Things Good Southern Girls Don’t Mention in Mixed Company

Copyrighted by Lorna Tedder. Originally published in Third Degree of Contrast.

The house is looking massively bigger since I began my major overhaul of the front yard and started cutting down the roofer-damaged  shrubs. Hours of business and motivational podcasts playing, breezy sunshine in the

Attract Him Back

80’s in mid-January, and me with a chainsaw? Yeah. And Shannon unexpectedly getting in a few extra hours in the office for gas money. What could be better? Not having cramps  when  I’m  hauling  around  power  tools,  that’s what!

Yeah, I was one of those girls who got killer cramps from  Day  One.  About  the  only  reason  I  ever  missed school or church as a teenager. Just let me lie face down for a few hours with a heating pad  and  leave me alone and let me try to sleep through the worst of it. By  the time I was 14, I was in my family doctor’s office every three months  for a new  prescription  of painkiller  so I wouldn’t  miss school—and  given that my family didn’t believe in medical insurance, you had to be really hurting to go to the doctor. We settled on Motrin as one that alleviated the pain, but the side effects were worse than the cramps, so it was out.

At 15, I sat embarrassed  in Dr. Stewart’s office while he suggested to my mom that maybe I’d been reading too many Ladies Home Journals (hardly!) and maybe it was in my head. I got pissy about that. I’d never heard of cramps before they struck me down. He never again suggested it was in my head and I never again called him a dolt.

Before I turned 16, we’d exhausted every painkiller he could think  of  to prescribe and still have me upright. I will never forget the look on my mother’s face when he suggested  that  after  I  had  a  baby,  the  cramps  would probably subside.  Yes,  suggesting  childbirth  as  remedy for cramps.

Fortunately  for  me—and  some  years  later—Nuprin hit  the  shelves  and  at  last  I’d  found  something  that worked—ibuprofen  that didn’t eat a hole in my stomach. And gone were the worries that I’d never be able to hold a job without taking off 3 days a month.

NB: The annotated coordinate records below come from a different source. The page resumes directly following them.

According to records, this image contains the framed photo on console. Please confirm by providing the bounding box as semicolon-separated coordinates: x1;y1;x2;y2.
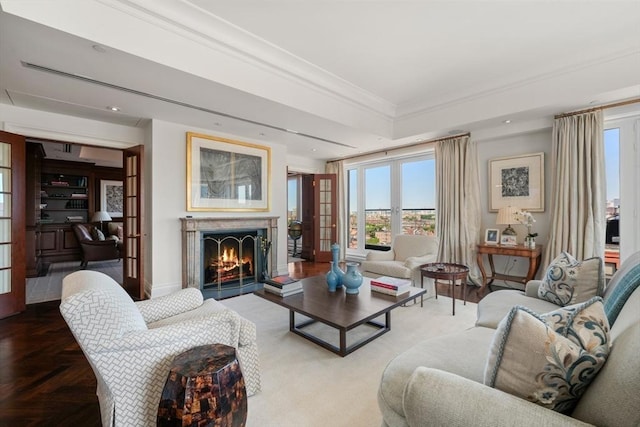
500;234;518;246
187;132;271;212
484;228;500;245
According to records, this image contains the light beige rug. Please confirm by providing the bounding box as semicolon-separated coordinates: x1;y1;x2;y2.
223;295;476;427
25;260;123;304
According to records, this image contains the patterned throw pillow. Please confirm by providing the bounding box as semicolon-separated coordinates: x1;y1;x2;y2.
91;227;104;240
538;252;604;307
484;297;611;413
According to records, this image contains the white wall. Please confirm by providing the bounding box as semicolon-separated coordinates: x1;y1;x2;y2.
145;120;287;297
471;128;551;286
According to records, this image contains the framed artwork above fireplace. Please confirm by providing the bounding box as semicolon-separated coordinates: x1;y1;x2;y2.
187;132;271;211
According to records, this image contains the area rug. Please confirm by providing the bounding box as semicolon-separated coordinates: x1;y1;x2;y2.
25;260;123;304
223;295;477;427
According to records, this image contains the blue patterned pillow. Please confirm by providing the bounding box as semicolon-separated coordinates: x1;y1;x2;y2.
538;252;604;307
484;297;611;413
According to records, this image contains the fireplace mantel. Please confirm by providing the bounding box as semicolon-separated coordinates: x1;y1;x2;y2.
180;216;278;288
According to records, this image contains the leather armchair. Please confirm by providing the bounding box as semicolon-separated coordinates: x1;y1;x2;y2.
73;224;122;268
60;270;260;427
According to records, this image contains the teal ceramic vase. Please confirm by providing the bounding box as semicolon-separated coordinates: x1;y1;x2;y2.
342;262;362;294
326;261;338;292
331;243;344;289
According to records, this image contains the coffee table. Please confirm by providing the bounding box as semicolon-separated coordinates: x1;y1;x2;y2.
254;276;427;357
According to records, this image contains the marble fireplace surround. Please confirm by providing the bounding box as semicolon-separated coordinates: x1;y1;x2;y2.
180;217;278;289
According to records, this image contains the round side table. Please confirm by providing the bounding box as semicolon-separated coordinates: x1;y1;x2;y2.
420;262;469;316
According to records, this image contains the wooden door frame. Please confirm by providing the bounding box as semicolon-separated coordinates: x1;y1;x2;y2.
0;131;27;319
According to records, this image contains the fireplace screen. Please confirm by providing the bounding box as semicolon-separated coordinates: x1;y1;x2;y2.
202;231;262;288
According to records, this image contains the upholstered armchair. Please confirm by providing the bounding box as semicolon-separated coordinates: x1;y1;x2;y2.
73;224;122;268
360;234;438;295
60;270;260;426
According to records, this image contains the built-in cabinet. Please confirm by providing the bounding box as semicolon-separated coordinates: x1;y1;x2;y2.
25;142;122;277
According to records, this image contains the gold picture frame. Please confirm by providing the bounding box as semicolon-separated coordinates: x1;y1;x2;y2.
187;132;271;212
489;153;544;212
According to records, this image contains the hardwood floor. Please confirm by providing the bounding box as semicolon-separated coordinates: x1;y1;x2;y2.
0;262;483;427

Dr. Stewart retired  and died before I could let him know that childbirth did not, in fact, eliminate or even reduce my  cramps. I was well into labor with both girls before my contractions hit the same pain threshold, and if I’d relied on the pain getting worse than cramps, I probably would have given birth in the car. The cramps were just as bad after I had kids, but at least I had better drugs!

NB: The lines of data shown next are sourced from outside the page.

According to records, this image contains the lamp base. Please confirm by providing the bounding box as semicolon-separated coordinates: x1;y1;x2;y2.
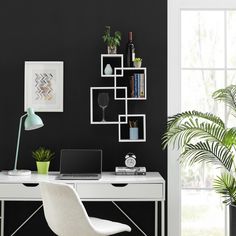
7;170;31;176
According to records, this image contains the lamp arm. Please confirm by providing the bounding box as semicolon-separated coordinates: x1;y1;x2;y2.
14;113;27;170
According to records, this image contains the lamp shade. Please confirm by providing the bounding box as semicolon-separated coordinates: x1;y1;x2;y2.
25;108;43;130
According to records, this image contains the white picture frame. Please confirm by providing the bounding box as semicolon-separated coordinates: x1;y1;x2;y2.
24;61;64;112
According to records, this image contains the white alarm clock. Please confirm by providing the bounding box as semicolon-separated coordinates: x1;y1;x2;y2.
125;152;136;168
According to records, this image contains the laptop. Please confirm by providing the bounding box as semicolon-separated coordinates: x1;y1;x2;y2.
59;149;102;180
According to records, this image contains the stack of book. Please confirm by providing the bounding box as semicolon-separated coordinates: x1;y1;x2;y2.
115;167;146;175
130;74;145;98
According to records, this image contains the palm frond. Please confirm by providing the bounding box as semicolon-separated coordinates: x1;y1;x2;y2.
162;117;226;149
213;172;236;205
180;141;233;171
167;111;225;131
212;85;236;115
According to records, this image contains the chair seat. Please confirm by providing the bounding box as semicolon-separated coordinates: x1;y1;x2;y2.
89;217;131;235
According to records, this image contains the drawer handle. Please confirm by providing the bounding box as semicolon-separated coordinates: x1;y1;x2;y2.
112;184;128;187
23;183;39;187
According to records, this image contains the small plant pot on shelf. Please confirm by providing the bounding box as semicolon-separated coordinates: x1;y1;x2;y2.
36;161;50;175
129;127;138;140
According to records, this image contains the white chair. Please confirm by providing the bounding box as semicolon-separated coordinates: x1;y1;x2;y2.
39;182;131;236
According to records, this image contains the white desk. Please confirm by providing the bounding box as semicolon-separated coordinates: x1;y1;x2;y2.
0;172;165;236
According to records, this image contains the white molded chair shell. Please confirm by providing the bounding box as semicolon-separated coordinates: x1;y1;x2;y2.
39;182;131;236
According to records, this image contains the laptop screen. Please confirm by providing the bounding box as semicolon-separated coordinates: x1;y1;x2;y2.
60;149;102;174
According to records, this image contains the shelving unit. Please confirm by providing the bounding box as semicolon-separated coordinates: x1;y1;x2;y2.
0;200;4;235
90;54;147;142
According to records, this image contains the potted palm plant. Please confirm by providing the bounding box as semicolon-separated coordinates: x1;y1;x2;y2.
102;26;121;54
162;85;236;236
32;147;55;174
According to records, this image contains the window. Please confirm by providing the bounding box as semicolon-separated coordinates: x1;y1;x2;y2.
168;0;236;236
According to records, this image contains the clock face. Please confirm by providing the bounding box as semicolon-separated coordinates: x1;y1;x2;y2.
125;157;136;168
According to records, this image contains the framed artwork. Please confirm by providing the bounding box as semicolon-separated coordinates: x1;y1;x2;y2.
25;61;63;112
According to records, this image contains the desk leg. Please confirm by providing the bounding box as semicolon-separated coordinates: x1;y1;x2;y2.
155;201;158;236
161;201;165;236
1;200;4;236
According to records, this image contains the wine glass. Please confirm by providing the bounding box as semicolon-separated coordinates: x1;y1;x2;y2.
98;93;109;121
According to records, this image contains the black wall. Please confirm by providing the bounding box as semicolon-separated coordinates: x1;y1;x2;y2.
0;0;167;236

Nowadays, if a female friend sees me pop an ibuprofen and the subject of cramps comes up, I get a strange look, then “Oh, cramps. I remember those.” I know very few women over 35 who haven’t had hysterectomies  and only a handful  over 40. I’ve been  tempted  myself,  but somehow I don’t want to mess around with my chakras unless they mess with me first, and major surgery on the second chakra just sounds like a bad idea, so I’m letting things just take their  course.  Besides,  I  always  thought things would just stop on their own, in accordance  with my family medical history

Early menopause  runs in my mom’s family. We have plenty of stories of women who had 3 to 5 kids, couldn’t get their husbands off them, and then suddenly, poof, no more monthly cycles, no  more babies, and then all the symptoms of menopause.  Which might not have been a bad thing in the early 20th century  for a woman at 23 with a house full of little ones and an unambitious mate. Other women in the family lost their cycles at 25 to 31. I always thought I’d take after my mom’s side of the family, but she never had cramps or short labors, and  it  looks like I inherited some different genes.

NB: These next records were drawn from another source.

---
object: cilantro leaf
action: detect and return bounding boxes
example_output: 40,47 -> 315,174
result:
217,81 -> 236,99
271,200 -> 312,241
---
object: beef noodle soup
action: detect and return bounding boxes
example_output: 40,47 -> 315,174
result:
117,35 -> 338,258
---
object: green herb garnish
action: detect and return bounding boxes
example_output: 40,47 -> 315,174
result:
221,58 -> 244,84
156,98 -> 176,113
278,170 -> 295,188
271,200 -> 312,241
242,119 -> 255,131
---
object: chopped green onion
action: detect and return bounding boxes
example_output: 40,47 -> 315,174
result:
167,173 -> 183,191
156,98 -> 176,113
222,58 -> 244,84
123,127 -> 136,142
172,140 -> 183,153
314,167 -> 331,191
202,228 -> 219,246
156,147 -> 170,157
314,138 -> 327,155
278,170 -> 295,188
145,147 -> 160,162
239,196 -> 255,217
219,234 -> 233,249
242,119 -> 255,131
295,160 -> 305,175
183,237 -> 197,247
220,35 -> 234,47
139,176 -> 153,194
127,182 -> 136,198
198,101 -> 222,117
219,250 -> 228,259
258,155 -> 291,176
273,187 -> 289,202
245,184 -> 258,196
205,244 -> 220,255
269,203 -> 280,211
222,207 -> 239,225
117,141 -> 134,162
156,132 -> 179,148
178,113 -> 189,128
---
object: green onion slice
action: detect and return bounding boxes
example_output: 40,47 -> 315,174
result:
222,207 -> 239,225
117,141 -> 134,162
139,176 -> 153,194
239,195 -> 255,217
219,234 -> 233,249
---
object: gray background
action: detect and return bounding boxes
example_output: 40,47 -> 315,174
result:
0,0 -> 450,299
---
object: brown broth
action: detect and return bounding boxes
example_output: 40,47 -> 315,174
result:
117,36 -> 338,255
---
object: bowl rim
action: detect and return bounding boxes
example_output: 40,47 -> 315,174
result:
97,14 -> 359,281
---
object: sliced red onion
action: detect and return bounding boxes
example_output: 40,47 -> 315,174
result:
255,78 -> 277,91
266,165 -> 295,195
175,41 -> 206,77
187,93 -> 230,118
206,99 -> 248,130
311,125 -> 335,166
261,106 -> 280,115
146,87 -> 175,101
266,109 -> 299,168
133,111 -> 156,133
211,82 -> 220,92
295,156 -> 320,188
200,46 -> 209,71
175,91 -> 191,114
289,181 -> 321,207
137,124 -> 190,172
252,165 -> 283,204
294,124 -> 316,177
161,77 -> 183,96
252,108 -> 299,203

On my last visit to Dr. McKnight for a checkup, he ran through a list of menopausal symptoms and got No’s all the way down except for hot flashes and some insomnia, the latter of which was from too much caffeine. I explained that I had a couple of hot flashes but they’d mysteriously stopped when my ex moved out. Dr. McKnight paused and laughed, saying “That doesn’t speak well of us men, does it?”

So it’s  funny.                     I have  fewer  menopause  symptoms now  than  I  did  when  I  was  stressed  out  in  my  20’s. Whenever I’m around  women my age—there’s  a group of us writers who are all within 6 months of each other—  the talk centers on night sweats, libido loss, racing pulses, tear bursts. I have nothing new on the list and a lot less of any of the old. My friends talk of little else as they struggle to deal with the symptoms, and I’m feeling a little left out.

I’ve decided I’m not going to join them just yet.

Even if that means I have to keep the cramps for a while longer.